[Bugfix][Disaggregated] patch the inflight batching on the decode node in SimpleConnector to avoid hangs in SimpleBuffer (nccl based) (#13987)

Signed-off-by: Mathis Felardos <mathis@mistral.ai>
2025-12-23 00:15:01 +08:00 · 2025-02-28 08:53:45 +01:00 · 2025-02-28 08:53:45 +01:00 · b9e41734c5
commit b9e41734c5
parent 1088f06242
1 changed files with 15 additions and 2 deletions
--- a/vllm/distributed/kv_transfer/kv_connector/simple_connector.py
+++ b/vllm/distributed/kv_transfer/kv_connector/simple_connector.py
@ -214,6 +214,7 @@ class SimpleConnector(KVConnectorBase):
        input_tokens_tensor = model_input.input_tokens
        seq_lens = model_input.attn_metadata.seq_lens
        num_prefill_tokens = model_input.attn_metadata.num_prefill_tokens
        slot_mapping = model_input.attn_metadata.slot_mapping.flatten()
        hidden_or_intermediate_states_for_one_req = []
@ -225,9 +226,21 @@ class SimpleConnector(KVConnectorBase):
        # enumerate different requests
        # FIXME(Kuntai): This impl assumes that all requests are prefill.
        for idx, slen in enumerate(seq_lens):
            start_pos = sum(seq_lens[:idx])
            end_pos = start_pos + slen
            if start_pos >= num_prefill_tokens:
                # This can happen during inflight batching.

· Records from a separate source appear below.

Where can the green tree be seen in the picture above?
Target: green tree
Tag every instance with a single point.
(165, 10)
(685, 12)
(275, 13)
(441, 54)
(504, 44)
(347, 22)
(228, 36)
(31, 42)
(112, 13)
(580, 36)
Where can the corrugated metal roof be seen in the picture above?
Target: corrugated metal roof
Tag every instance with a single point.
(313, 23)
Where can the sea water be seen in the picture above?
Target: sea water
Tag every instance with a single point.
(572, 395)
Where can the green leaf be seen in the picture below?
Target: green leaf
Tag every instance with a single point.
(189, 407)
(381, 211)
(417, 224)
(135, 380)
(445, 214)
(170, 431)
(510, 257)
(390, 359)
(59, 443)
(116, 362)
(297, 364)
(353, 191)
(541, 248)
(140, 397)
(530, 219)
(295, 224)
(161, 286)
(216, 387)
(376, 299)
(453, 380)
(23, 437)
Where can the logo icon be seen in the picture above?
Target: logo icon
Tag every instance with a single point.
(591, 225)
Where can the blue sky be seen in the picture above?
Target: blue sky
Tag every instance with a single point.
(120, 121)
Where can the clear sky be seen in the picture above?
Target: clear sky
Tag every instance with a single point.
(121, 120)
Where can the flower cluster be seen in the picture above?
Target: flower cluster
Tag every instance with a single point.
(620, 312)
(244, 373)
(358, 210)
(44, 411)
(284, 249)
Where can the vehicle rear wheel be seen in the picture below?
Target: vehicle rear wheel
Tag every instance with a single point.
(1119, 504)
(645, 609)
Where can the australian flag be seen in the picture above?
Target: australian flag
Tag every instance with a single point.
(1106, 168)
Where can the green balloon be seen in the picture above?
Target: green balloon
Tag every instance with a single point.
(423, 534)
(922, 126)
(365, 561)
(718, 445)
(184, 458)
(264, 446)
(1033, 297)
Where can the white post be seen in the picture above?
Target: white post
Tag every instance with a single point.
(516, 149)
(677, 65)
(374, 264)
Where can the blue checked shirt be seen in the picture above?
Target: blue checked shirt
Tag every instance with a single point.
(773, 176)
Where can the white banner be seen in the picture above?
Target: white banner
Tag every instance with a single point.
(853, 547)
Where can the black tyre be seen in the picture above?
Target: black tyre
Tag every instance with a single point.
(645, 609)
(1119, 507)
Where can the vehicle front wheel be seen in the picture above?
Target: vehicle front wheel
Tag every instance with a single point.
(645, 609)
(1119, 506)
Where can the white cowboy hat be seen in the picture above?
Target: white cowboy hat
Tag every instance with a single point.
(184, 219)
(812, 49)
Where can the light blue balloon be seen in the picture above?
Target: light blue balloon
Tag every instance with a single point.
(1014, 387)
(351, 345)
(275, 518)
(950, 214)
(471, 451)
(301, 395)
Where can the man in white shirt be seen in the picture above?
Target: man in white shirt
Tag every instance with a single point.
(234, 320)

See:
                # vllm/worker/model_runner.py::_prepare_model_input_tensors:
                # - input_tokens[:num_prefill_tokens] contains prefill tokens.
                # - input_tokens[num_prefill_tokens:] contains decode tokens.
                logger.warning("You should set --enable_chunked_prefill=False "
                               "and --max_num_batched_tokens "
                               "should be equal to max_seq_len_to_capture")
                bypass_model_exec = False
                assert start_pos == num_prefill_tokens
                break
            current_tokens = input_tokens_tensor[start_pos:end_pos]
            num_tokens = slen
@ -288,7 +301,7 @@ class SimpleConnector(KVConnectorBase):
            # Here we will fall back to normal model forwarding
            # But optionally you can adjust model_input so that you only do
            # prefilling on those tokens that are missing KV caches.
-            logger.debug(
+            logger.warning(
                "[rank%d]: Failed to receive all KVs and hidden "
                "states, redo model forwarding.", torch.distributed.get_rank())
            hidden_or_intermediate_states = None